A lot of LED-lit case fans only draw a couple of watts (if the fan only has a current spec on its sticker, multiply current in amps by 12 to get the power rating in watts), but the P4 fan will probably draw about 2.9 watts on startup. Your motherboard manual may tell you the maximum power rating of your fan headers; it's not likely to be much more than four watts per header.
To reduce the current draw, you could use non-lit fans with similar power, which are likely to draw almost a watt less. Glowy fans will be dim when running below full speed anyway, so you could use some separate decorative lights instead.
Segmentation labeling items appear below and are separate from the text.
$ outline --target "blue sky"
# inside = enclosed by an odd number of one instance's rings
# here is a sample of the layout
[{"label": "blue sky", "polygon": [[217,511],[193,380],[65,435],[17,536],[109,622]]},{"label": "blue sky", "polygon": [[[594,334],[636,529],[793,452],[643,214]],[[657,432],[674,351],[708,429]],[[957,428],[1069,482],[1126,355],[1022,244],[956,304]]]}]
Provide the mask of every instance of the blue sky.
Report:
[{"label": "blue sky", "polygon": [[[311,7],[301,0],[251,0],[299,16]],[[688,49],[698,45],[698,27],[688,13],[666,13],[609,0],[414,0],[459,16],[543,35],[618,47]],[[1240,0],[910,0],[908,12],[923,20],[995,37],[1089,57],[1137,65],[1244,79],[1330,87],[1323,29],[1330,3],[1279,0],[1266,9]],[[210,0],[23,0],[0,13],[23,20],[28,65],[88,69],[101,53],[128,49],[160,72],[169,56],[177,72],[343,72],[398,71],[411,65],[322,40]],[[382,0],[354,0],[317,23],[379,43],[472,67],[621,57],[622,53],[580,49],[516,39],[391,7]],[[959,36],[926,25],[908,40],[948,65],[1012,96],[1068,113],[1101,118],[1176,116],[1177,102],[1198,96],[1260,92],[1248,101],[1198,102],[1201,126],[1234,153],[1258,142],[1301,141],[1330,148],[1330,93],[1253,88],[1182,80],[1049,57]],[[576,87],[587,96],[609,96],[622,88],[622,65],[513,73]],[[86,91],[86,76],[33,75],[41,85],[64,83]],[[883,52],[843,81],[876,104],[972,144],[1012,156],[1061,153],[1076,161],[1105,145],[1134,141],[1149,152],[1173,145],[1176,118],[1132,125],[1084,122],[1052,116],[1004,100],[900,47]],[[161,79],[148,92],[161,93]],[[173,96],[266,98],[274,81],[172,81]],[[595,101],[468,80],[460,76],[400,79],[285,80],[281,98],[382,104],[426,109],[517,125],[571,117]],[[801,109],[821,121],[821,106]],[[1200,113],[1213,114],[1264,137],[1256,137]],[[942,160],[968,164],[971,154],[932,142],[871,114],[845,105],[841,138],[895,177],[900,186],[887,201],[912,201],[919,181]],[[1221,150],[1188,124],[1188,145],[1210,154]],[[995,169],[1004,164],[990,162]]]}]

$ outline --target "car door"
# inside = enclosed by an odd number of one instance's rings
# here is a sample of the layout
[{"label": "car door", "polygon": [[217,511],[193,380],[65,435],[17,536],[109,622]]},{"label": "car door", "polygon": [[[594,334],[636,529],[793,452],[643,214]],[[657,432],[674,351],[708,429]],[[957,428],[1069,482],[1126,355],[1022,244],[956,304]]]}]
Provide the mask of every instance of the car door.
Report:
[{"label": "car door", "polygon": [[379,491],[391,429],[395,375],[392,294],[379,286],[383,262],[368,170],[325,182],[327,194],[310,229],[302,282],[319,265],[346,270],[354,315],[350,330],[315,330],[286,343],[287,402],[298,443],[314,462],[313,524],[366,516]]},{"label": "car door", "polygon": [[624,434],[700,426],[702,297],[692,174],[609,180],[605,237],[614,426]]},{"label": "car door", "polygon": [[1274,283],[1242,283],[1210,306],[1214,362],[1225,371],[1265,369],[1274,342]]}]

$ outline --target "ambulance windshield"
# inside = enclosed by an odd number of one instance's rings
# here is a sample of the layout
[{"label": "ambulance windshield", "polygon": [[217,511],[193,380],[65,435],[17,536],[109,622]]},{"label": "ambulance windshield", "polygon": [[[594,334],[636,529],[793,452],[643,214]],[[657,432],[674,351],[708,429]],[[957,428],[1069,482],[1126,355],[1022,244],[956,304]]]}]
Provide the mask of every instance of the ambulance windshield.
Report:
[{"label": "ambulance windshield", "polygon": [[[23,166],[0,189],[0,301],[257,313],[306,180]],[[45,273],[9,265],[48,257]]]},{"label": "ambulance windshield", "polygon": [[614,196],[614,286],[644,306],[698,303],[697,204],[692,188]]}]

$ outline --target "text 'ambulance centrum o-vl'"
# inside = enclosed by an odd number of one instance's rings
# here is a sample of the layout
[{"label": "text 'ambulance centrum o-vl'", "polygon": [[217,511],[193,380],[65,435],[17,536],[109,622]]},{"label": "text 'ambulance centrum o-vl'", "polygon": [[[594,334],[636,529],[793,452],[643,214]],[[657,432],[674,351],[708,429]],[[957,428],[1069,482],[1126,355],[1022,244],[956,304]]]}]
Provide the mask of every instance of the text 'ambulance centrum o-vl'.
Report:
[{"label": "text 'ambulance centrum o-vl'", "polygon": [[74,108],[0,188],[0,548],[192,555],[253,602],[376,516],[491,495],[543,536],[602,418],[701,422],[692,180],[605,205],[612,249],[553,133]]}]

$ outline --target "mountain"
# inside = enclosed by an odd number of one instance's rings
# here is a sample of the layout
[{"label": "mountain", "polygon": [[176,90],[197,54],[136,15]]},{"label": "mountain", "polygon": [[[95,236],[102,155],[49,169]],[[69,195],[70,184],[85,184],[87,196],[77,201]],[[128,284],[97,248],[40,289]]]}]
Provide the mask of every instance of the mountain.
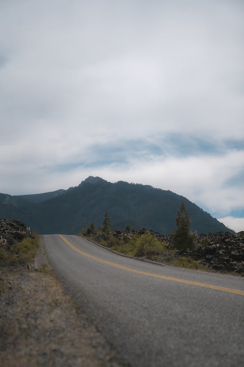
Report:
[{"label": "mountain", "polygon": [[12,196],[0,194],[0,218],[23,222],[40,233],[76,233],[92,221],[102,225],[108,211],[113,229],[152,229],[163,234],[176,229],[182,201],[199,233],[230,231],[195,204],[169,190],[90,176],[68,190]]}]

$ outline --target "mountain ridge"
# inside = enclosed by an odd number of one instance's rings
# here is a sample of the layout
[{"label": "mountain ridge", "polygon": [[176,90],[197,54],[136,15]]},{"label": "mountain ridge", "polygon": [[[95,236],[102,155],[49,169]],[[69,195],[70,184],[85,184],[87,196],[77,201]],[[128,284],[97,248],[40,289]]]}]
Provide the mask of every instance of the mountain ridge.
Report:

You'd still be pushing it a bit if you want three fans running from one header, though.
Anyway, ignoring power supply problems, the most elegant way to do this would be with a three-way adapter with one plug and three sockets, which anybody handy with a soldering iron could knock together for you in 15 minutes, given the parts. You could also hardwire the setup, by just hacking the plugs off two of the fans and splicing wires.
And yes, there is another way. There are lots of fan speed control devices that have thermostat functions and one or more thermal probes. The good old Macpower DigitalDoc5 may still be the most popular of them, but there are plenty of other options.